Bought by ITV, the series becomes one of the most successful American imports of the mid- 1970’s.
The opposite sex
The garden of bionics would not be complete without a bionic babe, and of course the scriptmakers at Universal provide one in the form of Jaime Sommers.
The Bionic Woman, played by Lindsay Wagner, first appears in 1975 as Steve Austin’s childhood sweetheart in a two-part story of The Six Million Dollar Man in which she becomes his ‘jogging partner’ after a horrific sky- diving accident which leaves her badly injured in the way Austin was after his plane crash.
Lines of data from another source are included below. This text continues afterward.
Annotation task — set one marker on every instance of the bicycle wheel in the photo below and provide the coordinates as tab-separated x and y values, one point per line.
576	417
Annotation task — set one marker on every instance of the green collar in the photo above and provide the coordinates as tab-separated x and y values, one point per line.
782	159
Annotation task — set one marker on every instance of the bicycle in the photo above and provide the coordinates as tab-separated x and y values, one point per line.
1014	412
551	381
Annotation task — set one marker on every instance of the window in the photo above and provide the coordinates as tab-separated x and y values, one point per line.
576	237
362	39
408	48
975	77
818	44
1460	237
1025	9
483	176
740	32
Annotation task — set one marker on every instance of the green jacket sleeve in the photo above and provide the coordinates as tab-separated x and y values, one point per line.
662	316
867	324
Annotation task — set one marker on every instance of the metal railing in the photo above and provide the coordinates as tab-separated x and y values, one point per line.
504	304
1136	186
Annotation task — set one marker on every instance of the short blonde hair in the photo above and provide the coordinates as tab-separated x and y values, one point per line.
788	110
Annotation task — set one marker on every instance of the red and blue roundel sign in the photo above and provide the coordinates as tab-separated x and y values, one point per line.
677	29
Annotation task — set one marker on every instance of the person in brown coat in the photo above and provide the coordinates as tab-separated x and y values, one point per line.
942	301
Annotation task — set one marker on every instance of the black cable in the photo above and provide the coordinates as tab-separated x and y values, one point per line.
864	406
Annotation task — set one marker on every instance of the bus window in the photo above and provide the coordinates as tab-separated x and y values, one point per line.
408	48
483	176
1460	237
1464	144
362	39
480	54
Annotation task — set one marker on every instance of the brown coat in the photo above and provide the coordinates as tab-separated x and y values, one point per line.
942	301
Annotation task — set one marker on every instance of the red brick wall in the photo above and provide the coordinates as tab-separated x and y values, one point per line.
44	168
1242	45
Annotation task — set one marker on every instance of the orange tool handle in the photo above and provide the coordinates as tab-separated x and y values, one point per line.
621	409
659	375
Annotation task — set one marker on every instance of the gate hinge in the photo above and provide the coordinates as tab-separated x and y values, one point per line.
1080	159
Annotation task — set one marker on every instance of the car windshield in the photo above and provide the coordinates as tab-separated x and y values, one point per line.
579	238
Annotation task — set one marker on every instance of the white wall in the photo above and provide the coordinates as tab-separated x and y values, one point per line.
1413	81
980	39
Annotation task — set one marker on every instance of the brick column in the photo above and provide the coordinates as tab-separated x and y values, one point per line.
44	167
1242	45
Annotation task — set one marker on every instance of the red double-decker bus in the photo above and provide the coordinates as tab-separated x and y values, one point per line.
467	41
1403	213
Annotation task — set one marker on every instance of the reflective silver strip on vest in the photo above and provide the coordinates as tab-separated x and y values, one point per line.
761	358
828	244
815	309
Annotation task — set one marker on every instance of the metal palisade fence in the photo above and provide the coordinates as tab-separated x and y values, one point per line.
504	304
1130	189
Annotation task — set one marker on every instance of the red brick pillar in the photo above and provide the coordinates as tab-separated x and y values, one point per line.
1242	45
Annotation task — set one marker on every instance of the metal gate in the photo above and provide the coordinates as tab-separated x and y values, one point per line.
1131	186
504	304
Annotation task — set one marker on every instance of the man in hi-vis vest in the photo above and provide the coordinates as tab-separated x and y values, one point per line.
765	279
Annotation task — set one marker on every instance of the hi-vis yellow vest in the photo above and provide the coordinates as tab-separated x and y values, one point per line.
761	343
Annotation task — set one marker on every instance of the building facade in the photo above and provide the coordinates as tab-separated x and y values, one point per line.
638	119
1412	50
The ‘Jaime- effect’ on fans is dramatic. Remember, she’s only in the SMDM for 90 minutes, but this is all viewers need to be captivated by her.
When she is killed off at the end of the story, Americans cry in disbelief and protest. Jaime is promptly brought back, and a second bionic series is born.
The bionic woman, like SMDM is given bionic legs and a bionic arm, but instead of a new eye she is rebuilt with a bionic ear.
Her dangerous missions for Oscar Goldman’s OSI agency range from averting a missile threat to Los Angeles with Col. Austin(The Deadly Missiles) to facing an army of deadly female robots in Fembots in Las Vegas.
Farewell then, Steve and Jaime
In 1978, both The Six Million Dollar Man and The Bionic Woman comes to an end.
After five years SMDM, which started as a serious sci- fi series had become more and and more silly in content. Some people even said it had become a parody of itself- even the kids started cringing.
At the same time, production on the the Bionic Woman comes to an end.
The overall success of SMDM and Bionic Woman never faded from the minds of some producers and many viewers of the original series.
The question: “Would they ever bring back Steve Austin and the Bionic Woman to our screens?” was answered nine years later when Michael Sloan, a producer who had brought other TV movies back from the grave decided to give it a go with SMDM and The Bionic Woman.
In 1987, The Return of The Six Million Dollar Man and the Bionic Woman was made with the original lineup, along with some new faces too. The aim was to develop a new series from its success, but the ratings were poor.
However, a second reunion was commissioned and in 1989, Bionic Showdown was aired. Majors and Wagner took the lead roles again, along with a new bionic woman- a young Sandra Bullock.
Fans had yearned to see Col. Austin and Jaime married, especially after Austin proposes to Jaime at the end of Bionic Showdown. Five years later, the fans get what they want in Bionic Ever After.